Le Québec échappe à la récession, titraient les journaux de fin de semaine en rapportant les données publiées vendredi par l'Institut de la statistique. Pour être exact, il aurait fallu lire «échappait» puisqu'il s'agit des résultats du trimestre clos en juin dernier, soit quelques mois avant la crise financière américaine. Est-il encore possible de faire durer le beau temps?
En lisant les résultats du printemps dernier, on constate que c'est surtout grâce aux consommateurs et aux gouvernements si le Québec a gardé la tête hors de l'eau au cours du printemps dernier. Quand on sait que les dépenses des ménages, qui comptent pour 65 % du PIB, n'ont crû que de 0,7 % en termes réels, on comprend que le résultat global ait été si faible à 0,9 % en rythme annuel. Sans un taux de chômage très bas, un niveau de confiance étonnamment élevé et les riches programmes d'infrastructures des gouvernements, il est probable que le Québec aurait connu la récession.
Ces brèves remarques permettent de comprendre que les prochains mois seront bien différents. D'ores et déjà, la crise financière américaine très médiatisée fait souffler un vent de méfiance, parfois même de panique sur la scène canadienne.
Les cycles sont chose normale en économie de marché. Ce qui l'est moins cette fois, c'est que le ralentissement en cours est aggravé par la crise financière la plus profonde que nous ayons connue depuis les années trente. Il est donc à prévoir qu'au lieu de diminuer, comme c'est le cas en période de ralentissement, les taux d'intérêt et les conditions de crédit risquent de rendre l'accès aux capitaux plus difficile pour les entreprises et pour les ménages.
Chômage à la hausse, épargne nulle, endettement élevé, consommation et investissements à la baisse... il ne reste plus que l'État pour jouer son rôle classique de régulateur de l'activité économique. Pour autant, bien sûr, que les gouvernements acceptent cette responsabilité.
De façon prémonitoire, Québec investit cette année 7,6 milliards dans les infrastructures. Il faut maintenir ce rythme l'an prochain même si les revenus fiscaux ne sont pas au rendez-vous.
Du côté d'Ottawa, libéraux et conservateurs promettent de garder le cap sur l'équilibre budgétaire. Or, si le prix du pétrole diminue au moment même où l'activité manufacturière ralentit, le chômage augmentera et les revenus fiscaux diminueront. La tentation sera forte de lancer une nouvelle série de compressions au pire moment du cycle économique.

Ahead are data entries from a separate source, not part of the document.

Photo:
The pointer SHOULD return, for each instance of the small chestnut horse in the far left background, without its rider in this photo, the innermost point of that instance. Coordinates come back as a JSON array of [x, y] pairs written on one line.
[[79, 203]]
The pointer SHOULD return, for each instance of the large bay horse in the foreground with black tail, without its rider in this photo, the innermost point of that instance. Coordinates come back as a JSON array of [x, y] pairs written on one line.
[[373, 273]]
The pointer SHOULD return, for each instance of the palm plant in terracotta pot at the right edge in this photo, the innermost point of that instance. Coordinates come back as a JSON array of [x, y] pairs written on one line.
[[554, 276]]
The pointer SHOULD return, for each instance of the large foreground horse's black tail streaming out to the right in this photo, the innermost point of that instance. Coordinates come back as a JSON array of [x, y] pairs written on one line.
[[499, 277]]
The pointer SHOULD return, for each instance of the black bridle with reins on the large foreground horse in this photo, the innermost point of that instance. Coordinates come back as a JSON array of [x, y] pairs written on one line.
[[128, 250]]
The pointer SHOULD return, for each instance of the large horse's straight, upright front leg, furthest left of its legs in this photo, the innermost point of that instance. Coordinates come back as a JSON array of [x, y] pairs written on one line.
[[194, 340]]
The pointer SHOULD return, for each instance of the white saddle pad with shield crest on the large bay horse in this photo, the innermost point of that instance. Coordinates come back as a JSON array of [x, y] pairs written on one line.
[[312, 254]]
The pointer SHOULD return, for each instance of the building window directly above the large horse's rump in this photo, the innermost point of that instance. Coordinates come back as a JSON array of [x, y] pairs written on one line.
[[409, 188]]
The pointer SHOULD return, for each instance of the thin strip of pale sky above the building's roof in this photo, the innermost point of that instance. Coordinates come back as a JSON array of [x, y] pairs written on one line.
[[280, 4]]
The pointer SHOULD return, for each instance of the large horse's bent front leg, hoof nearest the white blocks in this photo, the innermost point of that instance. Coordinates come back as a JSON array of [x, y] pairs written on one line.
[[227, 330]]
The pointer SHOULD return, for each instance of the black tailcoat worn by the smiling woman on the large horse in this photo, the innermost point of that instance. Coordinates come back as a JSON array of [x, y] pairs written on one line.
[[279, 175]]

Il est trop tôt pour crier au loup, et on peut souhaiter qu'il ne soit pas nécessaire d'en arriver là. Mais il vaut mieux s'y préparer mentalement, car il serait ridicule de faire un dogme du budget équilibré si la situation économique requiert l'injection rapide de fonds pour relancer la machine.
Grâce à la discipline budgétaire que Canadiens et Québécois se sont imposée depuis treize ans, nous avons retrouvé la marge de manoeuvre indispensable à une intervention stratégique en cas de crise. N'oublions pas qu'il suffirait d'une chute de 1 % ou 2 % du PIB pendant quelques trimestres seulement pour faire grimper le chômage à des taux de plus de 10 % au Québec, puis au moins cinq ou six ans de reprise économique pour récupérer le terrain perdu. C'est là le pire scénario imaginable, celui que nous avons connu deux fois en moins de vingt ans et que personne ne veut revivre.